The Louvre museum at one point had its own name as one of the passwords to its video surveillance system, French newspaper Libération first reported.
The iconic Paris museum in October was the scene of a heist where thieves stole several valuable Napoleonic jewels. The French National Cybersecurity Agency (ANSSI) audited the Louvre’s security system back in 2014, when it found that the password to the server overseeing the museum’s video surveillance system was simply “LOUVRE,” and warned that the same server could be exploited to commit a robbery if accessed by the wrong person, Libération reported.
In addition to the eponymous password to the video surveillance, the museum’s password to access a security program published by French cybersecurity company Thales Group was “THALES” at the time of the audit, according to Libération.
“An attacker who manages to take control of this network would be able to facilitate damage or even theft of artworks,” stated ANSSI in its 2014 audit report, obtained by Libération, originally in French.
“The applications and systems deployed on the security network present numerous vulnerabilities,” the audit report added. “From this access point, it is then possible to compromise the security network … to damage the video surveillance system by compromising outdated servers … to modify the access rights granted to a badge by compromising the database used by the badge access control system,” the audit report added.
The Louvre had also used the then-14-year-old operating system Windows 2000 for its office network at the time of the 2014 audit, Libération reported. ANSSI called the system “obsolete” and urged the museum to change its passwords so they were more complex than “LOUVRE” and “THALES.”
It is unclear whether the passwords had been changed following the audit, and, if so, what they had been changed to.
Another audit was conducted on the Louvre’s security system in 2017, this time by another French government agency, according to Libération.

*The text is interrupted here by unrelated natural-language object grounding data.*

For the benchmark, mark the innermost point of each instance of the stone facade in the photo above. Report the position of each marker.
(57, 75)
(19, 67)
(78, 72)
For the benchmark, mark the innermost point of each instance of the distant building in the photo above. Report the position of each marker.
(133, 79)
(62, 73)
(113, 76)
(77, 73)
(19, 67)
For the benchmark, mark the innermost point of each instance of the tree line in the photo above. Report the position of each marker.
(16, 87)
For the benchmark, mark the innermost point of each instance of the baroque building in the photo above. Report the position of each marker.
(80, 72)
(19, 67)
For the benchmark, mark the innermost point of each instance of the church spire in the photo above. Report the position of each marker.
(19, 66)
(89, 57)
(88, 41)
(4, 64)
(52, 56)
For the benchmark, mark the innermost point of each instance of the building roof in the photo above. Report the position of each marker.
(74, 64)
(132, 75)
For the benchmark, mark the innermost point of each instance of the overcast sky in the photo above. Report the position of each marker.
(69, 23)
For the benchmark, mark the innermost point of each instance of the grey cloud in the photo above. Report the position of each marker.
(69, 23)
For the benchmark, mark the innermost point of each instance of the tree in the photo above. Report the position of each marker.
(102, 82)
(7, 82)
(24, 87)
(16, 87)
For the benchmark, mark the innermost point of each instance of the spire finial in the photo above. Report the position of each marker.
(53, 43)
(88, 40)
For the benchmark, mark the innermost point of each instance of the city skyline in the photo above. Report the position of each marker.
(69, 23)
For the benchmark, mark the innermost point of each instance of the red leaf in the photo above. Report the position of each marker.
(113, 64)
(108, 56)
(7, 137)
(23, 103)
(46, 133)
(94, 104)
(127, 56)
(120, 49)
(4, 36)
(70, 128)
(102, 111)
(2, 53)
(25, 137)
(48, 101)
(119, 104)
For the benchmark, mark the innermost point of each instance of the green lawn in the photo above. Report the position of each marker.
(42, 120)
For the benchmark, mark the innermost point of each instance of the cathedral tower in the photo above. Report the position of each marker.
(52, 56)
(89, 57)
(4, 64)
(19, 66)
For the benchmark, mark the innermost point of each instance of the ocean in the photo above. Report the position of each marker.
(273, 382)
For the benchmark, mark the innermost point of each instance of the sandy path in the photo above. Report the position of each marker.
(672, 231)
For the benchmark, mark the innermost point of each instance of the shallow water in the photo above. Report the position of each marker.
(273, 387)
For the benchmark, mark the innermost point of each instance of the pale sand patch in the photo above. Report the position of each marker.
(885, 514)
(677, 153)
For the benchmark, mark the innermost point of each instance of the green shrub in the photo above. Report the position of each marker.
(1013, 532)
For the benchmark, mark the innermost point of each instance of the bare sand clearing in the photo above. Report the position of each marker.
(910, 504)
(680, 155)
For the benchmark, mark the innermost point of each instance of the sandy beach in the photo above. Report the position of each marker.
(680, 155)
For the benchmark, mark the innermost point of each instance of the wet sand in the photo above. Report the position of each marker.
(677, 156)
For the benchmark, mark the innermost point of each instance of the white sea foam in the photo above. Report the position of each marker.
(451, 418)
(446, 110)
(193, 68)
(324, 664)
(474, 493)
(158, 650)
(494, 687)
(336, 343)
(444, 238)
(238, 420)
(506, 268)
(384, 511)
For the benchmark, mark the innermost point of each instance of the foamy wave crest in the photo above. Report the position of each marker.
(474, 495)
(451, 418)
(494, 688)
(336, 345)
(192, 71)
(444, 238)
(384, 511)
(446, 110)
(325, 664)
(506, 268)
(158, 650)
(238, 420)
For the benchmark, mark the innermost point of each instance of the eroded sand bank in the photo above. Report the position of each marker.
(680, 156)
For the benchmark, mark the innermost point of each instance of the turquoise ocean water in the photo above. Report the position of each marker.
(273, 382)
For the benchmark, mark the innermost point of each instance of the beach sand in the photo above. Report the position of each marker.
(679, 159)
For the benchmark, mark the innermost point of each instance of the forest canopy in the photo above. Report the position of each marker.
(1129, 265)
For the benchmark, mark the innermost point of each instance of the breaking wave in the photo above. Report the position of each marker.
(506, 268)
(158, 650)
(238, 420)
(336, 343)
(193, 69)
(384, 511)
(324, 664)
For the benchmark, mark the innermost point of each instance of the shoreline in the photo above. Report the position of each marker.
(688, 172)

The audit found, similarly to the one conducted by ANSSI three years earlier, “serious shortcomings” in the “overall system.” The 2017 audit report warned that while the Louvre “has thus far been relatively spared, it can no longer ignore the potential threat of an attack with potentially dramatic consequences.”
According to Microsoft support, a “strong” password must have a minimum of 12 characters but preferably over 14, and contain a mix of capital and lowercase letters as well as numbers and symbols. To qualify as “strong,” a password must also not be the “name of a person, character, product, or organization,” and instead be “difficult for others to guess,” per Microsoft.
Four thieves dressed as construction workers broke into the Louvre’s Apollo Gallery on Oct. 18 using a cherry picker and stole several pieces of French Crown Jewels totaling about $100 million in value. French police arrested two of the suspects on Oct. 25 — one at the airport as he was reportedly about to flee to Algeria. Four days later, five more people were arrested in connection with the heist, but three were released without receiving charges.
A total of four suspects have been charged as of Monday. Paris prosecutor Laure Beccuau said these suspects — three male and one female — are petty criminals living in the suburbs of Paris and not known to be linked to organized crime.
Authorities have yet to recover any of the eight jewels successfully stolen in the heist.
The Louvre is currently the home of many iconic and timeless masterpieces such as Leonardo da Vinci’s Mona Lisa, the Venus de Milo, and the nearly four-millennia-old Code of Hammurabi.
The Louvre, ANSSI, and the French Ministry of the Interior did not immediately respond to the Daily Caller News Foundation’s request for comment.